The boat was spotted in U.S. waters by Customs and Border Protection. Three agents followed the panga on a high-speed CBP boat and tried to stop the illegal venture.

Investigators have said the panga driver refused orders to stop and tried to evade the federal agents. Warning shots were fired and ultimately the engine on the panga was shot out by the agents.

At some point after midnight on June 18, the two boats collided, sending the migrants into the water. All of them, except for Lopez, survived.

Now, Gene Iredale, an attorney representing Lopez's family back in Mexico, has filed a lawsuit against the agents claiming they were reckless and used excessive force and malice.

In the suit, Iredale maintains the agents purposely rammed the boat, breaking it apart without warning, leading to Lopez's death.

"I don't know what is the nautical equivalent of cowboy tactics, but it was this. Maybe it's piratical maneuvers.

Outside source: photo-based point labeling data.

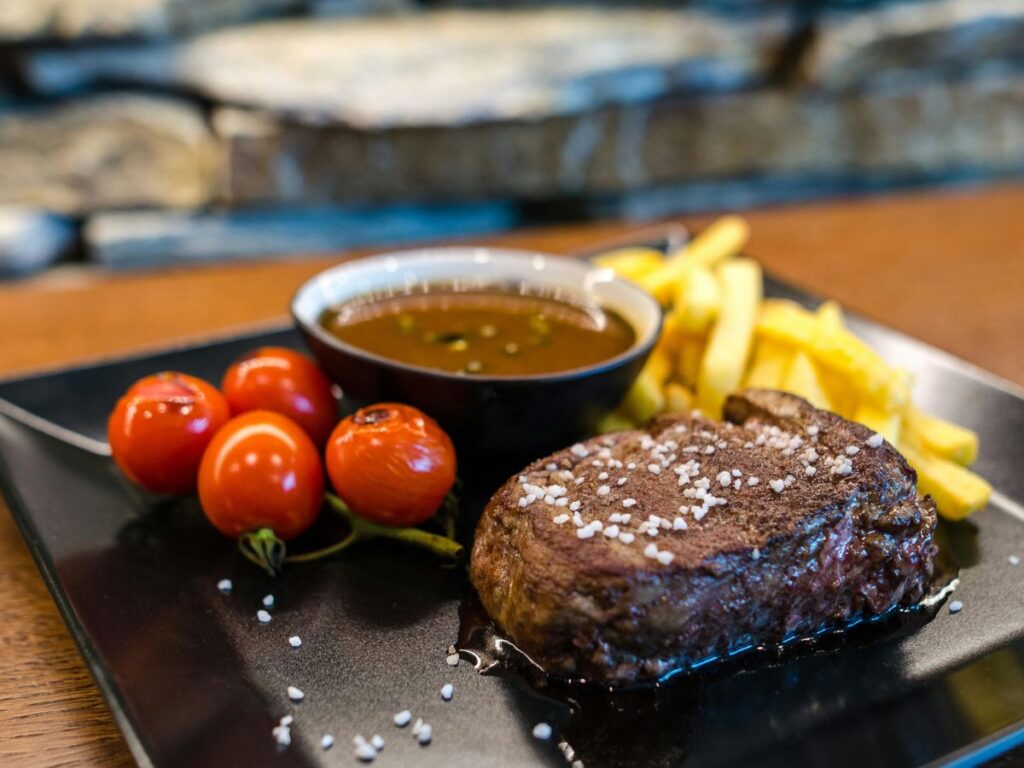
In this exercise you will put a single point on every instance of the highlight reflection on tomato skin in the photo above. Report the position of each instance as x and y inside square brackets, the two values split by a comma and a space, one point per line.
[261, 470]
[160, 428]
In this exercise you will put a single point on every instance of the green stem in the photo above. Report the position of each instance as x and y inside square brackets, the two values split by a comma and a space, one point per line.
[263, 548]
[363, 529]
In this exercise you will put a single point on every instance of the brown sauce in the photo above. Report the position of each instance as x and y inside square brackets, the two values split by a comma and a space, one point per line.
[488, 331]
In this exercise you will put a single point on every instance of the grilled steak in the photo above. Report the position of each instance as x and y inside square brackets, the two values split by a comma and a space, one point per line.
[636, 553]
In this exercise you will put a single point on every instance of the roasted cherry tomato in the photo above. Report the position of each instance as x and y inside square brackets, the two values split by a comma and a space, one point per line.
[391, 464]
[261, 471]
[160, 428]
[284, 381]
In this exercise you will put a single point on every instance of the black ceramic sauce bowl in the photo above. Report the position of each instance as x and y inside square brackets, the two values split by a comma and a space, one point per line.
[499, 422]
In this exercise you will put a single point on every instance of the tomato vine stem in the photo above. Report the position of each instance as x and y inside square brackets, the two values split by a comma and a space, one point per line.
[267, 551]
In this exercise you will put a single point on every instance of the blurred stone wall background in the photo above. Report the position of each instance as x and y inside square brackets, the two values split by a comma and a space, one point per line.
[139, 132]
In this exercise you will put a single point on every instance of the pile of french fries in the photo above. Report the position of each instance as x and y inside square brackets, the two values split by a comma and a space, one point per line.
[721, 335]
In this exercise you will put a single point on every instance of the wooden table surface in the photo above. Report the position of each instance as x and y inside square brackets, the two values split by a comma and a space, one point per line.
[946, 266]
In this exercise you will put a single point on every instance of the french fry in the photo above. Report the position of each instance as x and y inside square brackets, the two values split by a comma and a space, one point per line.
[632, 263]
[614, 422]
[724, 238]
[696, 300]
[802, 378]
[957, 492]
[887, 423]
[646, 396]
[768, 369]
[837, 349]
[672, 337]
[941, 437]
[731, 338]
[678, 399]
[690, 353]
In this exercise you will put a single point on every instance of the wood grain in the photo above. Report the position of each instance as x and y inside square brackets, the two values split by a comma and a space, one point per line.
[947, 267]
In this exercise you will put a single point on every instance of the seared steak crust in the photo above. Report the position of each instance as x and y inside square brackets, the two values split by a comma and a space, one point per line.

I cannot conceive that there would've been any deliberate attempt by a little wooden boat that sits two feet out of the water to try and ram a metal-hulled vessel 38 feet in length weighing 18,000 pounds," Iredale said.

The U.S. Government has yet to respond to the lawsuit. The agents named in the suit are Christopher Hunter, Arian Linscott and Craig Jenkins. Attempts to reach them through Customs and Border Protection were unsuccessful.